Flora nodded. “I can’t feed him to the wolves. The studio’s doing the right thing. You type in Steven’s name on the Internet right now, and this is all you get.”

“When do you expect the retraction to come in?” Maddy asked Edward.

“We’re having trouble locating the guy,” Bridget said.

Edward said, “We’ll get him. I’m working with a PI, and it’s going to happen. This is no rocket scientist. If he were, he wouldn’t have done this. But it may take a couple of days.”

The meeting went on, with more and more news. Flora and Edward were running a campaign to discredit Bernard; they had done their homework and found out he had a criminal record (attempted assault in a bar fight, marijuana possession, reckless driving). The stories would come out, and he would be known as an unreliable, unstable money-grubber. Steven looked miserable even as they rattled off the details of how they were “countering.”

A half hour later, Edward left and an enormous, muscled security guy came. He, Flora, Bridget, and Steven got into a detailed talk about cars, and schedules, and avoiding paparazzi. Maddy got so tired that she went upstairs and lay on top of the bed.

She could hear them strategizing downstairs. She wanted to be in control, wanted to do the right thing, but her curiosity overcame her. It was
a masochistic curiosity in which the horror and the rush that the horror gave her were synonymous. She went into her study and opened her computer. Her first search was for the
Weekly Report
story. The headline was: “STEVEN WELLER CAUGHT IN GAY SEX SCANDAL.” Alongside was a photo of Christian Bernard, and the first thing that struck her was how devilishly handsome he was, in his mid-twenties, brawny, in a gray T-shirt, with thick, defined arched eyebrows and lips that pouted. She started to read the story but got only a paragraph in before the words on the page jumped out at her: “cocaine,” “poppers,” “wrestling,” “wanted to make a sex tape.” These words had nothing to do with the Steven she knew, who didn’t even like ibuprofen. What was the point of reading all this, why do it to herself? She was helping the enemies by giving them one more hit, driving traffic to their website. She could read it no longer, she had to stop. Only a woman who hated herself would keep reading.

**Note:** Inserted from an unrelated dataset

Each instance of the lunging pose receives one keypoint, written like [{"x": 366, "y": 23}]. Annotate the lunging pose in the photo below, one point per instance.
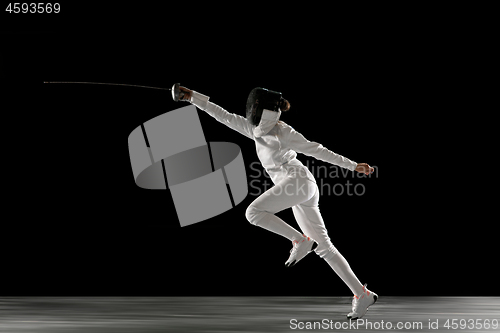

When Steven finally came into the bedroom a few hours later, he looked twenty pounds lighter. “Come here,” she said. She pulled him toward her. His gaze was so open that she knew he was scared. “We’re going to get through this,” she said. She hugged him tightly. She had to be the grounded one, the low-key one. If they both lost it, there was no way they could make it. As she held him in her arms, she could feel his heart beating desperately against her own.